Thrid: Having time for homework and exercise.
Currently I've just finished my mid-terms and am now preparing for my finals. Normally this wouldn't be a big deal, but for the first time in my life i am actually anxious about a test. Even in high school if i wasn't prepared for a test i knew i'd been paying attention in class, or that i had a good enough grade that it would be ok if i didn't do so well, and i usually did just fine. I had my troubles my junior year, but even then i didn't feel so anxious. Now, however, there are a few classes that i am just not understanding even though i'm paying attention and doing my work, so i'm having to spend more time out of class to work on them. At the same time i have my job so i have to study around class, work, and now exercising. Unfortunately working out hasn't been happening as much as i'd like. I've been forced to choose between study and a run and of course i've chosen to study. I'm hoping now that things are starting to calm down a bit for the holidays, and then i'll have less of a homework load because i just need to study for my finals, that i'll be able to make more time to get some exercise done.
Fourth: Getting enough sleep.
I know that it's just as important to get enough sleep as it is to eat properly and work out when trying to loose weight. Compared to other college students I do go to bed early, but for me going to bed at 1 am and then getting up at 8 am is not enough so i end up napping during a free time that i could be working out, but i'm so tired i can't keep my eyes open.
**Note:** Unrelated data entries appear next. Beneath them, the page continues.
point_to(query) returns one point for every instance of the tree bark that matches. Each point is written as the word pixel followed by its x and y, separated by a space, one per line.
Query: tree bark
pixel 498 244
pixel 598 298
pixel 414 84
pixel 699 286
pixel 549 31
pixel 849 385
This has been slowly getting better as i've tried to change my homework routine, but some days it's just impossible to get to bed by 10 or 11.
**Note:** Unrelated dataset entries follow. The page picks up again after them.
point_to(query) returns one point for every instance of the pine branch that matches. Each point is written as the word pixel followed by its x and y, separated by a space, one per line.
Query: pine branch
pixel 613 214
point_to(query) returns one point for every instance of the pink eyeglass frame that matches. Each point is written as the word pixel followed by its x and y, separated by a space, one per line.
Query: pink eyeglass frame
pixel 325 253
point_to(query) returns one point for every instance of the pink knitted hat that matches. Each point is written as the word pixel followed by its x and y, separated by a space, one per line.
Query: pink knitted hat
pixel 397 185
Fifth and Final: Motivation
I'm fine with being my own motivation, but every once in a while when i know that i have some free time and i'm not tired it's hard not to sit down and watch a movie rather then go for a jog. Or when i've had a particularly long day and my roommate in her kindness asks if i want ice-cream cause she's going to get some, it's hard to say no. I think I'm going to put up some posters that are positive and remind me what i'm doing this for. I've also thought about buying a dress in a smaller size so that i have something to work toward fitting into. I'm not sure how good an idea that is though (feel free to give any ideas you may have)
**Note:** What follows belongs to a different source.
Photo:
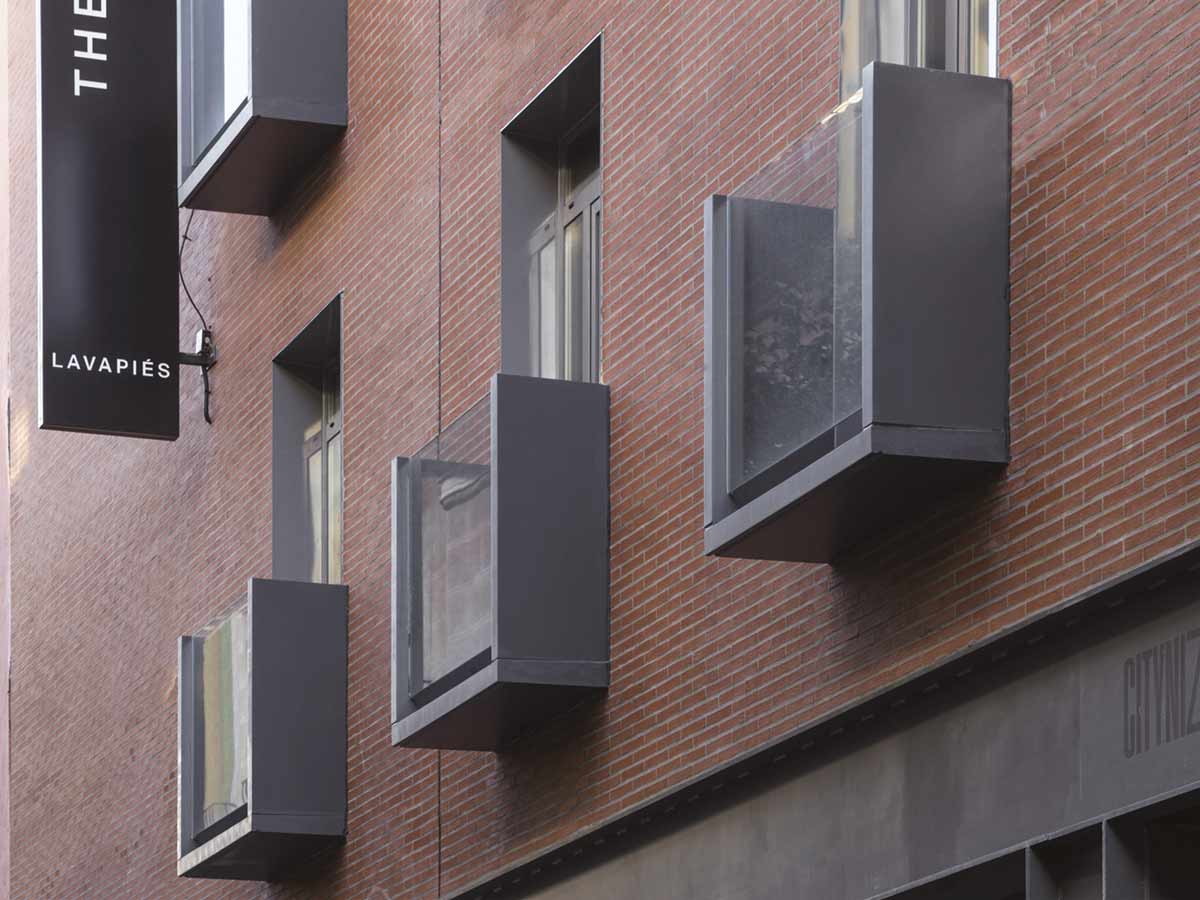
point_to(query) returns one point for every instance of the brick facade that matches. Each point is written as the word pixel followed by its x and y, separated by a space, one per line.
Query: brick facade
pixel 119 546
All in all it's going ok. I think I've finally identified most of what is going to be a big problem for me and am trying to find ways to work around them, or change my routine so that i can fit in something better. I started this at 250 pounds (YIKES!) I know it's a lot and i hate to admit it, but if i'm not honest then i won't get anywhere. I am now at 248, so while it's not much it is a small victory and i'm going to be happy about it. I plan to really kick it in to gear this next week and get an even higher number. My end goal is to hopefully be somewhere around 150-160 pounds. That's a bit higher then what would be completely appropriate for my age and height, but i want to have a goal that feel attainable to me. Thanks so much to everyone's kind words left here, on Facebook, with texts, phone messages, or in person. I'm sorry if i don't reply to everyone, but sometimes it just gets past me. Please don't stop though i really appreciate them and they are very helpful. Here's looking for next week and hopefully at least 5 lbs more! (I'll post a picture next time so you can track the progress with me.)
89 Days and counting 'till auditions and 98lbs to go!